Recovery of global nonrigid motion-a model based approach without point correspondences

Abstract

This paper presents a novel technique for the estimation of global nonrigid motion without using point correspondences. The complete description of the nonrigid motion of an object involves specifying a displacement vector at each point of the object. Such a description provides a large amount of information which needs to be processed further in order to study the global characteristics of the deformation. Nonrigid motion can be studied hierarchically in terms of a global nonrigid motion and point-by-point local nonrigid motion. The technique presented in this paper gives a method for estimating a global affine or polynomial transformation between two objects. The novelty of the technique lies in the fact that it does not use any point correspondences. Our method uses hyperquadric models to model the data and estimate the global deformation.
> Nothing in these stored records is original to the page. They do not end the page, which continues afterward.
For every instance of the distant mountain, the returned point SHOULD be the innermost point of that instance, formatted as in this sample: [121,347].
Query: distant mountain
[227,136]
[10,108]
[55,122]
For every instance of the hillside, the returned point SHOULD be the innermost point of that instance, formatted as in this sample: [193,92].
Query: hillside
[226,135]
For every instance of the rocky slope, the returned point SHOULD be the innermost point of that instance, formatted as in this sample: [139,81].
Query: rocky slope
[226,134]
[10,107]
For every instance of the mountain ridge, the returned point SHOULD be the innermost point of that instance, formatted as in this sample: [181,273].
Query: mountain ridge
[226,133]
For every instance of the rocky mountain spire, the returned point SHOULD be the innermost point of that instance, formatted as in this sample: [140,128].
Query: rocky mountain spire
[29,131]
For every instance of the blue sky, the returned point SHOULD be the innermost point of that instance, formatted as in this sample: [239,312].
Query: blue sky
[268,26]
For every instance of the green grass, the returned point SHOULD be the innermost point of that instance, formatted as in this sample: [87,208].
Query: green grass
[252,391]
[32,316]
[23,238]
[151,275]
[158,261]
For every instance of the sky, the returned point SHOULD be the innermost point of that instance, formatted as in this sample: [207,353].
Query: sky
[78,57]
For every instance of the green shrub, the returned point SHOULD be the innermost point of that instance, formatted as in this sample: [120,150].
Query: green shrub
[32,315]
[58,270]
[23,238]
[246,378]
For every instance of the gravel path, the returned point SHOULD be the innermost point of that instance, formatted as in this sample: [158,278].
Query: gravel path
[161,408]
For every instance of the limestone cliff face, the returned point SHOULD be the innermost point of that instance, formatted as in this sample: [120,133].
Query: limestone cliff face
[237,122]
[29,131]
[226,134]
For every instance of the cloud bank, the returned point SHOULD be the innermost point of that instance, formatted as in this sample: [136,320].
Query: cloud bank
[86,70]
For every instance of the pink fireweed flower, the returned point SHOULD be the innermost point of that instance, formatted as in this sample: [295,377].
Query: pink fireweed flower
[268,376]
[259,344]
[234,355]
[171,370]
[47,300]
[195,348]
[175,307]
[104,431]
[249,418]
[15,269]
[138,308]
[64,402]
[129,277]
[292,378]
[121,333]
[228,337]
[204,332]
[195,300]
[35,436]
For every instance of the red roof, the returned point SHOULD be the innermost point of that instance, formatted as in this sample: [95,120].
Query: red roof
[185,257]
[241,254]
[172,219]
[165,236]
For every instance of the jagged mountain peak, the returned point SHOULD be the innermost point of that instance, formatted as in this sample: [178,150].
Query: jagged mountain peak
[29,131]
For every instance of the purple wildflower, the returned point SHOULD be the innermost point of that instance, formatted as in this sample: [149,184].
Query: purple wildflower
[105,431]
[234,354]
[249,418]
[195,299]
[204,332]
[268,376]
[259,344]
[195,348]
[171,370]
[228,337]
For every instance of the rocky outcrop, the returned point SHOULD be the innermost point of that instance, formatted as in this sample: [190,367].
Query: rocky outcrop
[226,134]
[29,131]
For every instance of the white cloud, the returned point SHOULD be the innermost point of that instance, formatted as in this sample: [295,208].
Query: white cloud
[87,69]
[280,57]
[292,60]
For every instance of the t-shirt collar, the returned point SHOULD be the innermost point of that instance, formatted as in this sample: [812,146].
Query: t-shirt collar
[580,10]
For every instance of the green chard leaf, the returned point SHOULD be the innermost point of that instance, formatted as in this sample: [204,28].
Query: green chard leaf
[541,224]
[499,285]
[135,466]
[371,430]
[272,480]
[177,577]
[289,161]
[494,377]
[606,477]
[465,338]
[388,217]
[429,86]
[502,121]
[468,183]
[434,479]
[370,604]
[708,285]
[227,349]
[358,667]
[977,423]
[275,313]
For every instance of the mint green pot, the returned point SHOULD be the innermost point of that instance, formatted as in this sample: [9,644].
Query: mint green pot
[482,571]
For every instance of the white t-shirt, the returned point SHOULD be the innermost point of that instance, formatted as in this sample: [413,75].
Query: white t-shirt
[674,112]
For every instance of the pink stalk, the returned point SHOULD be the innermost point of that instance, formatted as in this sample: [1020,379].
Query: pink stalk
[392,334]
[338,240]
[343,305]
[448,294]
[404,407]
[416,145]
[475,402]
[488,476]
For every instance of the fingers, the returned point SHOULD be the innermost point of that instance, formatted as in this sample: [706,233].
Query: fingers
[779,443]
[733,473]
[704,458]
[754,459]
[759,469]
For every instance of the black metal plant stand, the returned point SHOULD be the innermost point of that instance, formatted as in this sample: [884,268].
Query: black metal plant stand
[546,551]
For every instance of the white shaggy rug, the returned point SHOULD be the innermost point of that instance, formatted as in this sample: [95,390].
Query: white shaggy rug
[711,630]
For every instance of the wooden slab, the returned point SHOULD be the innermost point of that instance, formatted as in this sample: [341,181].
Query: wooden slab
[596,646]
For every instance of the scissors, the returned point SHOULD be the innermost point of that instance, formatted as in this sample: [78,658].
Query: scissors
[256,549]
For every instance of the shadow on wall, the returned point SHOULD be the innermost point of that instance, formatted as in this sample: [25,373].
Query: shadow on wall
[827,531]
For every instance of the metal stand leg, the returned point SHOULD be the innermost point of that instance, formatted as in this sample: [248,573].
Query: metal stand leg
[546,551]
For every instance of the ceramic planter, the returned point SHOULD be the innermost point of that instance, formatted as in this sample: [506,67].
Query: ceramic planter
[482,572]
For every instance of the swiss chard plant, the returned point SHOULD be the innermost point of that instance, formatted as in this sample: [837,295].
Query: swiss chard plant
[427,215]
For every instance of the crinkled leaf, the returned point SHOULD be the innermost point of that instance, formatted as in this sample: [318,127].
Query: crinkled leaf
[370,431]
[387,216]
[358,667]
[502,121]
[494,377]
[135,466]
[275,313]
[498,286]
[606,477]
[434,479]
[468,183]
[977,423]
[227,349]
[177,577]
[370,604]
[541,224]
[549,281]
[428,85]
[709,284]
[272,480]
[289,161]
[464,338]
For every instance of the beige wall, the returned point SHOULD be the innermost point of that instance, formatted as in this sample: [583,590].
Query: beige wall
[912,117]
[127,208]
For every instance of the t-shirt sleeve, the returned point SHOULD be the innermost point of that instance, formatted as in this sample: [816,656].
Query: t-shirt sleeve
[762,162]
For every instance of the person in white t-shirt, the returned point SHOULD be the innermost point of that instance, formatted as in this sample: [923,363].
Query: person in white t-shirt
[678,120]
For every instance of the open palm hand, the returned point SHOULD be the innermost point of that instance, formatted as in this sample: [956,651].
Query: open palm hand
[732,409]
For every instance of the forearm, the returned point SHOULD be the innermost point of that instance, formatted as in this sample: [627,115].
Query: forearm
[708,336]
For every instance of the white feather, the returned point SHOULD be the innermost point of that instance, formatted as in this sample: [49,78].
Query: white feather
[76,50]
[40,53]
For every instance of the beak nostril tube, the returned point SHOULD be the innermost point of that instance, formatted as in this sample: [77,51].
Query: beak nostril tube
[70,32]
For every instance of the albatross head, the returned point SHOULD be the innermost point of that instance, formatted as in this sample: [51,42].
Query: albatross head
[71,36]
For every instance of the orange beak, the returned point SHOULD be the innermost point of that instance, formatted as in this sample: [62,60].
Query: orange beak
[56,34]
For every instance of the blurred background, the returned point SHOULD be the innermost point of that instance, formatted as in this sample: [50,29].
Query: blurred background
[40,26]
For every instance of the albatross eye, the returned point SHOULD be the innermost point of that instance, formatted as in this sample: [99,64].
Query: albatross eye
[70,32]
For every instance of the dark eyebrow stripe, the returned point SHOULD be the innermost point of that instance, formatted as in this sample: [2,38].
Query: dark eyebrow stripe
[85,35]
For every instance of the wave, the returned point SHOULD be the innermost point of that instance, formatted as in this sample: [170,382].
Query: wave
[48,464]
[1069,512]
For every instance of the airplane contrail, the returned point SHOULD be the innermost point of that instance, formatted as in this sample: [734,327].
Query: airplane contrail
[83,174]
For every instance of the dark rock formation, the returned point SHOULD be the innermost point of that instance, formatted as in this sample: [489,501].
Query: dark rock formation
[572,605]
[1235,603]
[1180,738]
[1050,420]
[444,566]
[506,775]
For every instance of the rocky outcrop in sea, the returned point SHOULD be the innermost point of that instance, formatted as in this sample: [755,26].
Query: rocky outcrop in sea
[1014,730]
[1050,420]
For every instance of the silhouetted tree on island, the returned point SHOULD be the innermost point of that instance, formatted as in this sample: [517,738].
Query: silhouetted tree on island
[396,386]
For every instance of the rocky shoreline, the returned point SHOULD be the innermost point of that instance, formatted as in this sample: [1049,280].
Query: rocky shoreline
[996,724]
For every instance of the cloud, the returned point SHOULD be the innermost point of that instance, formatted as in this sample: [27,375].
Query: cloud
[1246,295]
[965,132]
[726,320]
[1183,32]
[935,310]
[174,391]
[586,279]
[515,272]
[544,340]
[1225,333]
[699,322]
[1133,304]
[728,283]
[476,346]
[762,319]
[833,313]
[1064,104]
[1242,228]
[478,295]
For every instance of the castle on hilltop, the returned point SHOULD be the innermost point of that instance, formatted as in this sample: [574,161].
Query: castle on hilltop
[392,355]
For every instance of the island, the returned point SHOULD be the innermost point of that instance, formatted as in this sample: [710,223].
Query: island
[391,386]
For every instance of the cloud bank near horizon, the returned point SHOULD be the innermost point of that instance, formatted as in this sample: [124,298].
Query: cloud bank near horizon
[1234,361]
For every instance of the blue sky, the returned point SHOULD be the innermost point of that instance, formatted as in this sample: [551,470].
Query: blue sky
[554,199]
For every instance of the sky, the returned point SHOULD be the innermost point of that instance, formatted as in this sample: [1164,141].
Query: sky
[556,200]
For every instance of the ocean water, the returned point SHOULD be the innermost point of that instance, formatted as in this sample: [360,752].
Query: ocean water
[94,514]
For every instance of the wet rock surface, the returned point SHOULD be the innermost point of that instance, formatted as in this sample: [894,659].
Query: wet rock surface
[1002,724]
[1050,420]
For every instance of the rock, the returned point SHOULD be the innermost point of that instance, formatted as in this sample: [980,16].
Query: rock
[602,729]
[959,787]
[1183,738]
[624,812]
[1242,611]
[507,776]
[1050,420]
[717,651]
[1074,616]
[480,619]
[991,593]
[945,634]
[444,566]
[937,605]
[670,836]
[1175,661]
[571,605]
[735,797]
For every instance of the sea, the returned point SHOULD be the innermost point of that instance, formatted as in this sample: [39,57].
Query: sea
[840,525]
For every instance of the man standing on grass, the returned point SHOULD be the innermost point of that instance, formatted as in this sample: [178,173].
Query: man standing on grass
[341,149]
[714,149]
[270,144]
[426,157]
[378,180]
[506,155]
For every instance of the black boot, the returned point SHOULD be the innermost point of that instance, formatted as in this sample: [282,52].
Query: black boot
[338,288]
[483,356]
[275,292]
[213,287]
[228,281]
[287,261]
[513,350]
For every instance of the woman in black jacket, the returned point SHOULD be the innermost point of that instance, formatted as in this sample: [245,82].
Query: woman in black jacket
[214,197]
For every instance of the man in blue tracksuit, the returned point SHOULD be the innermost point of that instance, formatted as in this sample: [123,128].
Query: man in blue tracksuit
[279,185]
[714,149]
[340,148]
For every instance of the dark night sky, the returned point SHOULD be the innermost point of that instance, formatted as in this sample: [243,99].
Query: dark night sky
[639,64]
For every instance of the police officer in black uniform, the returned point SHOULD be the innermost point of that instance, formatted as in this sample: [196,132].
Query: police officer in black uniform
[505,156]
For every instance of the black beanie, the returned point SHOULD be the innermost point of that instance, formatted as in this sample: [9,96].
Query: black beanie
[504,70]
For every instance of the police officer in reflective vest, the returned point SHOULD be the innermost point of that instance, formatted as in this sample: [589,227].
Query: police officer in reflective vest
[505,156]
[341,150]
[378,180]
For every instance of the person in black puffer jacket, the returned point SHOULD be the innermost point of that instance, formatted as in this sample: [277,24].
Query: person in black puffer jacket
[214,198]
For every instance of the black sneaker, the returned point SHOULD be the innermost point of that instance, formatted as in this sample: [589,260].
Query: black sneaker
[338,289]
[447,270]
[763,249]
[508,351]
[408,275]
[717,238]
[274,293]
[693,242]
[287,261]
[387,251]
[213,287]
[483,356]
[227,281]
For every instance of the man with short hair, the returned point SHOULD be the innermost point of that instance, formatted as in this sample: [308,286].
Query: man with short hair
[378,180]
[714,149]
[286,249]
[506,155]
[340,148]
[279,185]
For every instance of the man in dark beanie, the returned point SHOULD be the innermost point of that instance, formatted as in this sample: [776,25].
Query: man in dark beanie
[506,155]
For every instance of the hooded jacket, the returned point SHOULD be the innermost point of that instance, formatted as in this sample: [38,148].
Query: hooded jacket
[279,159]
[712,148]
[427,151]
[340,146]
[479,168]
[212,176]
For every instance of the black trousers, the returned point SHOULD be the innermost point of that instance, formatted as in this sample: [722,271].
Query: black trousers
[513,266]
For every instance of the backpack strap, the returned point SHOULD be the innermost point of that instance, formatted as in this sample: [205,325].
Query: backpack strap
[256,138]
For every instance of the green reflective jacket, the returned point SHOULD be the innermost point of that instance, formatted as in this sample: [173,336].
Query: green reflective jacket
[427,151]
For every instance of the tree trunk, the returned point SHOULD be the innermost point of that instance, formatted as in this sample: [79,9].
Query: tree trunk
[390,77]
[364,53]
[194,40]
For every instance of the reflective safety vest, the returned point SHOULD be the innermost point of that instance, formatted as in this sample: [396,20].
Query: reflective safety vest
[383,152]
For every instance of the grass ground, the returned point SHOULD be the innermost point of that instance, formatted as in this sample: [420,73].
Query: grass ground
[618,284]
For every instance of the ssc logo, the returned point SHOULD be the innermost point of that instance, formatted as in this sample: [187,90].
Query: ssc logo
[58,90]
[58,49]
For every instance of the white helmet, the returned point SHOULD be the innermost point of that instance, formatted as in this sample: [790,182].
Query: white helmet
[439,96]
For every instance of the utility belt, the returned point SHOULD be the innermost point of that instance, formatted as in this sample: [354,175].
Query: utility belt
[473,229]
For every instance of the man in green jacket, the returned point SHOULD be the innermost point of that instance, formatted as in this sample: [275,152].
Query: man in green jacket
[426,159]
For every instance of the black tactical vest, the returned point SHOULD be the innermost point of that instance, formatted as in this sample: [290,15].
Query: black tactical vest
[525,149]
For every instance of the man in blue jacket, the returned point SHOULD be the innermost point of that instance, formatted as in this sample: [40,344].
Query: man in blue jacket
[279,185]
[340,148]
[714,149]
We show that affine or polynomial transformation between two datasets can be recovered from the hyperquadric parameters. The usefulness of the technique is two-fold. First, it paves the way for viewing nonrigid motion hierarchically in terms of global and local motion. Second, it can be used as a front end to other motion-analysis techniques that assume small motion. For instance, most nonrigid motion analyse's algorithms make some assumptions on the type of nonrigid motion (conformal motion, small motion, etc) that are not always satisfied in practice. When the motion between two datasets is large, our algorithm can be used to estimate the affine transformation (which includes scale and shear) or a polynomial transformation between the two datasets which can then be used to warp the first dataset closer to the second so as to satisfy the small motion assumption. We present experiment results with real and synthetic 2D and 3D data.